The whaling fleets are still sailing, the forests are still being cut down, and many animal species are heading towards extinction. And the profit-before-people capitalist machine still powers ahead.
So what does someone who cares about our environment stop these things from happening in a practical sense? What would be a more sensible way of going about bringing down the corporate monsters who are eating up the planet's vital life-giving resources?
Some issues of the day are just too big for the average person to deal with, so they just ignore it, or buy into the consumer culture with the firm belief that technology or in some cases, divine intervention, will solve all the problems. There is no quick fix, however.
The sensible approach is to look at what is going on in your own community, things that affect your immediate environment. This way, more practical solutions can be applied at the local level, and are easier to achieve.
For example, if food prices are skyrocketing, you can find out about local farmer's markets, community gardens, or even learn to grow some of your food at home. This reduces the distance your food has to travel, thus reducing carbon emissions, and you know where your food has come from and how it has been grown.
If your local council is putting through a development that could cause pollution, a health hazard and other environmental harm, set up a petition and write to the council to voice your concerns. If you can get your neighbours who are also affected by the development involved, all the better. It is vital to have support for issues that affect the community, so getting to know your neighbours is important when you need to have your concerns heard. Many people don't even know about the things going on in their neighbourhoods that could have adverse impacts on their lifestyle.
For bigger, national problems, many proposals are put on council or government websites, for people to make submissions on. Or if there is something in general of concern, you can write to a politician about any issues and ask them what they are going to do about it, or say that you want them to go against a ruling for example, discharging wastewater into a stream.
The common sense approach means helping the environment and also saving money. Petrol prices too high? Think about down-sizing your car, getting a hybrid, taking public transport, or getting an electric bicycle. Public transport is difficult in places, so an alternative might be to try a car-pooling network in your neighbourhood.
If you are game enough, you could educate others about practical solutions they can do.

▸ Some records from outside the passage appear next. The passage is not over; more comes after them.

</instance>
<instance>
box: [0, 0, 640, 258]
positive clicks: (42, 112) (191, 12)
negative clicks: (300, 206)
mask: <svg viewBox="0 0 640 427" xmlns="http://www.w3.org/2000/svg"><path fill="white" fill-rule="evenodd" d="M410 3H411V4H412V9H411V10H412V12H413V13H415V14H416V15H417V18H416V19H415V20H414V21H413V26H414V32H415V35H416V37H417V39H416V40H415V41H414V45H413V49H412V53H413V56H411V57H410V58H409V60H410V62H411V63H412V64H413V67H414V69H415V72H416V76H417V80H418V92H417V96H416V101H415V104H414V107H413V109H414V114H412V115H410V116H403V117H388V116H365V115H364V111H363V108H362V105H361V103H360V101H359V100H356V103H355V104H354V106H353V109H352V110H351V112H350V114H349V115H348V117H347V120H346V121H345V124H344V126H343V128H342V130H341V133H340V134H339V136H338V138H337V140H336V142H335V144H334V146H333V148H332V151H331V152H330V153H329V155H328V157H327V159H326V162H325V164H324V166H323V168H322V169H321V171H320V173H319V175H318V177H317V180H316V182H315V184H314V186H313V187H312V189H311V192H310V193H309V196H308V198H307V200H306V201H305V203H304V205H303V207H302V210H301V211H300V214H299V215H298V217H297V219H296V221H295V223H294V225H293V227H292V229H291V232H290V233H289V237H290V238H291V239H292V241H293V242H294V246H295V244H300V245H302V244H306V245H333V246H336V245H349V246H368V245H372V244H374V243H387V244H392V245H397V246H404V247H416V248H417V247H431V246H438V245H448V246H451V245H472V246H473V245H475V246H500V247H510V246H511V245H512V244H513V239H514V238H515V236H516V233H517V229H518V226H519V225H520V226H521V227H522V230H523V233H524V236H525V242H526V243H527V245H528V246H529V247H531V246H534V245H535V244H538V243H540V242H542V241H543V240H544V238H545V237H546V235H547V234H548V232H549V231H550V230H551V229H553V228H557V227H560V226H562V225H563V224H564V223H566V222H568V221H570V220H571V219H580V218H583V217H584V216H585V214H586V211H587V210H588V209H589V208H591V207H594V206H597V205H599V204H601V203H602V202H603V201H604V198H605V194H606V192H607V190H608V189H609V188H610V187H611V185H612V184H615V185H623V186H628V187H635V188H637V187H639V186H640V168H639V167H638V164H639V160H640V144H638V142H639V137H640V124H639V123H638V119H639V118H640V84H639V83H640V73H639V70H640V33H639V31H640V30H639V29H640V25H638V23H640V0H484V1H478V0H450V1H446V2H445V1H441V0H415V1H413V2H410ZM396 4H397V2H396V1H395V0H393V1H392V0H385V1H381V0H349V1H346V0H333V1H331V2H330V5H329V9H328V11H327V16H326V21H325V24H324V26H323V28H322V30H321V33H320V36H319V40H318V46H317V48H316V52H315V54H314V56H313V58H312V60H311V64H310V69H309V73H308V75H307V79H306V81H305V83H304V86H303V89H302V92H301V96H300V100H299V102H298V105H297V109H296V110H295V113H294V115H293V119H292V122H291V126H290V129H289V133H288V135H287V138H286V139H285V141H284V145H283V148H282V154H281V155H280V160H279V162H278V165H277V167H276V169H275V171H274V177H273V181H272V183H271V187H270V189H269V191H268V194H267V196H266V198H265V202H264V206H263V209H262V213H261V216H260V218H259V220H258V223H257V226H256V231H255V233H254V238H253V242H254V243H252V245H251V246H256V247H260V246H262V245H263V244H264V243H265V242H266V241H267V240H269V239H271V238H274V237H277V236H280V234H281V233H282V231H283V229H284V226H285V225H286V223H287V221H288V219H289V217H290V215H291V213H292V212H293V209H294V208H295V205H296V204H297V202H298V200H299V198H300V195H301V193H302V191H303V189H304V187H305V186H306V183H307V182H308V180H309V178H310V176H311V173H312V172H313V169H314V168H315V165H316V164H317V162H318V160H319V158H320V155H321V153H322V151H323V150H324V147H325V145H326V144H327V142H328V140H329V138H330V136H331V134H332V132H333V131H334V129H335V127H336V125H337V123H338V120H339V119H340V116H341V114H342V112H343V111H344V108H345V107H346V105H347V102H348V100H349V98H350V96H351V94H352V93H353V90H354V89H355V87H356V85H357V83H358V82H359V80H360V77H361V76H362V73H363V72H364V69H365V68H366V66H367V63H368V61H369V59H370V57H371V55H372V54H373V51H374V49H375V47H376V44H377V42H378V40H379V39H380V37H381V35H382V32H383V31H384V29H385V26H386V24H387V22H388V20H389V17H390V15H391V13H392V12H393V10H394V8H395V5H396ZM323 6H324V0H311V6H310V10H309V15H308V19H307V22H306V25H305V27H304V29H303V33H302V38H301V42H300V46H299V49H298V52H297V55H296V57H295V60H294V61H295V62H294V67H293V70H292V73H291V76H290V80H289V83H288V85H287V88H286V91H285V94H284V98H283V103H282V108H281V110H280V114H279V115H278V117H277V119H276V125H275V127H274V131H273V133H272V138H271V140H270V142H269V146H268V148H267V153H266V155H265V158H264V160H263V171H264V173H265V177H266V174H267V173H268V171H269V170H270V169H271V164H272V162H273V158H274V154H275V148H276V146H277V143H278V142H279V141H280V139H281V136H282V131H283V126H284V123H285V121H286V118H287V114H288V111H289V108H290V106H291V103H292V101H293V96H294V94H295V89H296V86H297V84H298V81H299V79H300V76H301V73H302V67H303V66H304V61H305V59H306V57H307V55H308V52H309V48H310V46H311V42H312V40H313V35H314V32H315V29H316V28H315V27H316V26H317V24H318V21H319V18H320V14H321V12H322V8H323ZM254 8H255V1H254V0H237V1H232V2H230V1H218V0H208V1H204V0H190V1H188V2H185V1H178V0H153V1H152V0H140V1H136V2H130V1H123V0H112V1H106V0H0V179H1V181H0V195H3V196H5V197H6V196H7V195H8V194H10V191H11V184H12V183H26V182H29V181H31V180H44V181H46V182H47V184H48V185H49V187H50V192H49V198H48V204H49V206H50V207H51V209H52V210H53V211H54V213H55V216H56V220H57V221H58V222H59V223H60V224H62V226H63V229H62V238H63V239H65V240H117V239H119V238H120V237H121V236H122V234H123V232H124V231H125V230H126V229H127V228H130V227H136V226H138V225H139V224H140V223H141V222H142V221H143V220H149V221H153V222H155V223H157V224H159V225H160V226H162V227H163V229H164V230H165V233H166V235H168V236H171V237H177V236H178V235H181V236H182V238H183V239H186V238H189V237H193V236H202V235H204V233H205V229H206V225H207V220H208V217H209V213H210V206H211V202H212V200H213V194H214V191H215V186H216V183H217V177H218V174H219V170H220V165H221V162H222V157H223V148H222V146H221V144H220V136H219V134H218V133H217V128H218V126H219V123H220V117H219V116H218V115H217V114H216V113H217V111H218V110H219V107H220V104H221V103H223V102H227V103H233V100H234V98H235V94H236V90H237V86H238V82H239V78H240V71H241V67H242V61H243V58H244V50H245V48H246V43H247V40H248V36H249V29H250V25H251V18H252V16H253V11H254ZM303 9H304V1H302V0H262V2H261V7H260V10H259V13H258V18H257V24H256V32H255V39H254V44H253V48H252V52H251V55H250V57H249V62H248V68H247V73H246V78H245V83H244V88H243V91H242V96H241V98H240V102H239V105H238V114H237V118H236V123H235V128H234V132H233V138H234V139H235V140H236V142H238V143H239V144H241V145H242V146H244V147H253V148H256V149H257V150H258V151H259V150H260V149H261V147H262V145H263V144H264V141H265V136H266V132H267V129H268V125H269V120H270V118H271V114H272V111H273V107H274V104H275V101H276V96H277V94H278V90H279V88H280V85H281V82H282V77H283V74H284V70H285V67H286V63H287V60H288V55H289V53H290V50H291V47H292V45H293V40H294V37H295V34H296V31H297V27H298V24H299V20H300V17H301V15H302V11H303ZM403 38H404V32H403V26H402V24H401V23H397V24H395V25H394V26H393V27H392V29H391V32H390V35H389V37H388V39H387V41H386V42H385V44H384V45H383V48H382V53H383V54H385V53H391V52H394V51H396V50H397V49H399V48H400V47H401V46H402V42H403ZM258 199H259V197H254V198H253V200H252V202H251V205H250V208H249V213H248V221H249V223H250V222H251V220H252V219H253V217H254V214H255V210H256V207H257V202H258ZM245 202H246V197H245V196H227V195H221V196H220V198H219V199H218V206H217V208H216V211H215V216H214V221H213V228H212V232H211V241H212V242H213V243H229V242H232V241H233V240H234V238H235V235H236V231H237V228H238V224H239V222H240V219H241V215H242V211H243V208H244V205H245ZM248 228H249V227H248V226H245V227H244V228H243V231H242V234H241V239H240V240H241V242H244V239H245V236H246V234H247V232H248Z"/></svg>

Setting an example also encourages others to follow suit. This is particularly visible in the 'trendy' gardening scene, where hundreds have realised it's cool to grow their own fruit and vegetables.
You could also set up a local environment committee to meet and raise awareness. One of the most practical things we can do is reduce our spending on unnecessary material goods, and buy locally-made products where possible. Find out where the stuff you buy comes from, and if it is coffee, tea or chocolate, find out if it is Fair Trade, as these products are often from poorly treated farmers who are not paid a fair price for their goods. Also check if the food you buy is organically grown, as this is healthier for the environment and for ourselves.
Many of the electronic items we buy have built-in obsolescence these days, which means continually replacing them with new and updated items, where the old ones often get dumped in landfills and the parts are difficult to recycle. It is better to pay more for a product that will last, which will save money in the long run.
When we pay attention to local issues, grow our own food, use more environmentally friendly transport, and buy locally-made and longer-lasting goods, we are contributing to a more sustainable way of living, which, in the long run just may be a lot more radical than what the 'radicals' do.